Terminal 3 (T3) is the newest and largest of the four terminals at Manila’s Ninoy Aquino International Airport (MNL). That said, its partly unfinished state and the appropriation of nearly half the entire building for domestic flights continue to hobble efforts aimed at raising the quality of its operations to global standards. In this report, we’ll build a picture of what passengers departing on international flights can expect when they pass through this facility.
IMPORTANT NOTE (added 01 February 2020): This report has been superseded and will no longer be updated. Please navigate to my brand-new Airport Guide covering NAIA Terminal 3, which also contains links to separate guides for the landside and airside zones of the building.
Note: For the sake of brevity, I’ll refer to Ninoy Aquino International Airport (“MNL”) throughout this post using its three-letter IATA code. Terminal 3 (“T3”) will also be referred to in abbreviated fashion.
The coverage of this report is limited to the international departures area of MNL T3. Separate reports covering Terminal 1 (departures) / Terminal 1 (arrivals) and Terminal 2 are also available on this blog.
This report draws mainly on my own experience as a passenger taking flights out of T3. The information presented here will be updated after each flight I take. Facilities, check-in procedures, flight schedules and other details may change at any time without prior notice.
Please be aware that plans are being drawn up for a major terminal reorganisation at MNL, which will see T3 serving only international routes (consistent with its original design). However, no firm date for when this will take effect has been announced.
Airport name : Ninoy Aquino International Airport (commonly abbreviated as “NAIA”)
IATA code : MNL
ICAO code : RPLL
Country : Philippines
Major city served : Metro Manila
Routes served : International and domestic
Terminals : Four. T1 is purely international, T4 is purely domestic, and T2/T3 are mixed-use. This report is solely focussed on T3, and more specifically on its international departures zone.
Passenger traffic (total for all terminals) : 45,082,544 (2018)

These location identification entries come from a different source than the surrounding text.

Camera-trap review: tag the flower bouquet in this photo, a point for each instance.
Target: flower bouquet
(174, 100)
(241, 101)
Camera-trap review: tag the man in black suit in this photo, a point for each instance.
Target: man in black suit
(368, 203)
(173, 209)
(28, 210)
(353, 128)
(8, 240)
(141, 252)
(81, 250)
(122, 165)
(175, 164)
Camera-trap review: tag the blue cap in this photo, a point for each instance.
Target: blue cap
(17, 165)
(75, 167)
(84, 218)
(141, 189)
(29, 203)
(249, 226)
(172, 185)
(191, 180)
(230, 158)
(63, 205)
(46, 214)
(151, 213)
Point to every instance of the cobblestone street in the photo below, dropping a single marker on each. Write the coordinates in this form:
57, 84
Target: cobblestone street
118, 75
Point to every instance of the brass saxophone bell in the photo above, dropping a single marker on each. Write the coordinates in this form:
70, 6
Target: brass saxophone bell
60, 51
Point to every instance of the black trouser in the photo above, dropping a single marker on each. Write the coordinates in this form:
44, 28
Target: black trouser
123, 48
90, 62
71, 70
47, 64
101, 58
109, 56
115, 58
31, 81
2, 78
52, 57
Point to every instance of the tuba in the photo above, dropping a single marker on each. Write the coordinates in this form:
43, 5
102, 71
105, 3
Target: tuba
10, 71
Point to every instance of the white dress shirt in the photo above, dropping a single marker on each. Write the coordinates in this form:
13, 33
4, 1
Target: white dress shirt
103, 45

Related links : Wikipedia / Flightradar24 / Sleeping in Airports
Report originally prepared after flight taken on : Thursday, 14 February 2019
Report updated after flights taken on : Tuesday, 26 March 2019 / Thursday, 12 September 2019 / Saturday, 28 September 2019
LAND TRANSPORT CONNECTIONS
MNL isn’t served by trains. (Note that the railway stations mentioned in this Wikipedia article are too far away to be of any use to most passengers, and are in any case served by commuter trains not designed for people hauling luggage around.) There are long-term plans to build a Line 9 subway station at T3, but that’s not expected to materialise for several years yet.
By Road (bus, taxi, car)
Road-based transportation is available in the form of buses and taxis, as well as vehicles booked through ride-hailing services (Grab being the dominant player).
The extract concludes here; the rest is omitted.